I have never expected someone to read my books in a hundred year. My goal has never been to write the great American novel, that will become required reading in classrooms. But. . .they are lasting. My first book came out nine years ago; it was repacked with the two follow up books this summer,
Colorado Melodies. Romanian Rhapsody came from my heart and while now somewhat outdated, it touches all who read it.

I also said:
My birthday greetings from relative strangers called me dear, sweet, precious, beautiful. 
This week, I posted a picture, asking people to describe me in one word. People said:
  • Overcomer
  • special
  • diligent
  • awesome
  • writer
  • steadfast
  • hard working
  • tolerant
  • perseverant
  • talented
  • friend
  • talented
  • saved
Each of those are qualities that I treasure.
I ended my thinking with:
But this one thing I know: God has me here, at this time and in this place, for a reason. If that reason includes daily pain and sleeplessness--so it does. He will comfort and speak to me in the pain, and He will use it to help others as well.
Daily pain? Pretty much, but not bad (except for bad knee pain this week, but that will pass). Sleeplessness, praise God, is pretty much a thing of the past.
And God has used me to touch others, close friends with a resident many consider irritating, an older sister to a troubled resident, a listening ear to someone who shuts herself away from most people. I have been here, for a reason.
Next week I will look more at the future--what it looks like at this point in time. 

Friday, July 25, 2014

READING AND WRITING (July 18-24, 2014)

Christmas Traditions Series
Progress at last!  I have reached the 20% mark on my Christmas novella, An Apple for Christmas; and I am almost at the halfway point (49%) for Runaway Love. Woo hoo!

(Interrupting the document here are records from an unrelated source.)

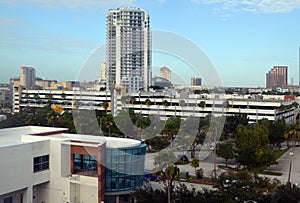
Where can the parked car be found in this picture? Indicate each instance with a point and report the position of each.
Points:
(183, 158)
(149, 175)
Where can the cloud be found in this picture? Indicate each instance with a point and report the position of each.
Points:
(229, 7)
(71, 4)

The picture above is the entire collection including my book. See my single cover here:

I am busy reading The Fires of Alexandria by Thomas Carpenter. So far, it's a fascinating story of a woman passing a man to pursue the craft of a sculptor, an educated "Barbarian," and the mystery of the fire which destroyed the great library of Alexandria.

Wednesday, July 23, 2014

POETRY ZONE (July 16-22, 2014)

Of the poems I wrote for the Camp challenge this week, I'm sharing the two that tell a story about me.

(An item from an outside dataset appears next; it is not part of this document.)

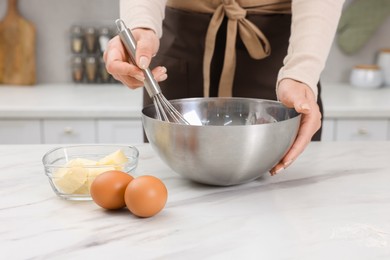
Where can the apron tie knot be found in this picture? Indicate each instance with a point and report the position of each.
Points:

One of the lakes mentioned in the poem below is the place where our best friends from church lived, and where I was baptized.

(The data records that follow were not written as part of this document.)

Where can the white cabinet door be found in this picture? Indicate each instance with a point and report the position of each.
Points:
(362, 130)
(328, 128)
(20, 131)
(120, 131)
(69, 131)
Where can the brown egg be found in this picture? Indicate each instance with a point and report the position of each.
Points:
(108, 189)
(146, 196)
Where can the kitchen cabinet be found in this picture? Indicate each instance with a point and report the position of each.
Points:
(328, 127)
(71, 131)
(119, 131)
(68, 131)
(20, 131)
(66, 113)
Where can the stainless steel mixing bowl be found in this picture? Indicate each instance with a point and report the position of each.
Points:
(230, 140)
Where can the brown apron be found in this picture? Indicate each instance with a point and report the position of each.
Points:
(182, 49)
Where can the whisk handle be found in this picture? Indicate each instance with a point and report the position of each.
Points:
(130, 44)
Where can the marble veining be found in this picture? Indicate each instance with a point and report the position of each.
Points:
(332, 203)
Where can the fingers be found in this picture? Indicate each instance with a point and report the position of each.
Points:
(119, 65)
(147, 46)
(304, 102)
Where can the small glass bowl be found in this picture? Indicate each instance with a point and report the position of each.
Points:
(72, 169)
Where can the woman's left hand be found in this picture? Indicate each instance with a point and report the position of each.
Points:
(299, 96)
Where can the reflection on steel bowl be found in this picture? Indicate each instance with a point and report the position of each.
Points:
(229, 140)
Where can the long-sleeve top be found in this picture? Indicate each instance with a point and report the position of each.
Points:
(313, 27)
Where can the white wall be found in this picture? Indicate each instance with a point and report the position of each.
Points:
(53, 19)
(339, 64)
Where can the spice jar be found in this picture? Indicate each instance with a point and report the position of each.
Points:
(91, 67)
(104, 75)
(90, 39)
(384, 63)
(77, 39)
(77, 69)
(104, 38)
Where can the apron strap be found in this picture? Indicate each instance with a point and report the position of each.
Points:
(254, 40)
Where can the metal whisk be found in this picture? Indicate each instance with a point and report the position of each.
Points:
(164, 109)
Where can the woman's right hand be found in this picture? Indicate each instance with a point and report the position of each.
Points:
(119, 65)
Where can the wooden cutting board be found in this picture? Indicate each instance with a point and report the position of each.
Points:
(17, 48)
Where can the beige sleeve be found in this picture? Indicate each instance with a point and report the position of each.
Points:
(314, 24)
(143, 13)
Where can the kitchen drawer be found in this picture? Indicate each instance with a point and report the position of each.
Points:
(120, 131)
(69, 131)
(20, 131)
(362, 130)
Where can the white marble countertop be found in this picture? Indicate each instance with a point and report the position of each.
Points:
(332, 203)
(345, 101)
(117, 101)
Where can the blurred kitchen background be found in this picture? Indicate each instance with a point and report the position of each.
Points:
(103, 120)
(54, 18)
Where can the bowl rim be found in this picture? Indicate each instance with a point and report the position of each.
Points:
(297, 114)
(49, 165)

The town of Winthrop, Maine boasts many things
Activities for all the whole year through
Of long, hot days at lakes upon a string
Cobboseecontee, Carlton, naming two
But most of all, their cooks compete to wring
The last, sweet taste of fish fixed in a stew
The lakes take part, but poor Maranacook
Must always lose to Annabessacook.

When we were challenged to write about camp food, I thought about the times Mom packed up the grill--and my growing admiration for all she did for me.


My mom would pack up grill and coals
And take us a site untold
At campgrounds at both streams and lakes
She lit the fires that made my days
For flames to flare and sizzling meat
Add icy pop, s’mores that can’t be beat
~I never bought a grill or coals~
One camping trip with Dad and kids
Made future tries ones I forbid
Marshmallows brown on gas stove top
Hot dogs burn black in the right pot.
I don’t cook out—inside’s my thing
But where indoors can children swing?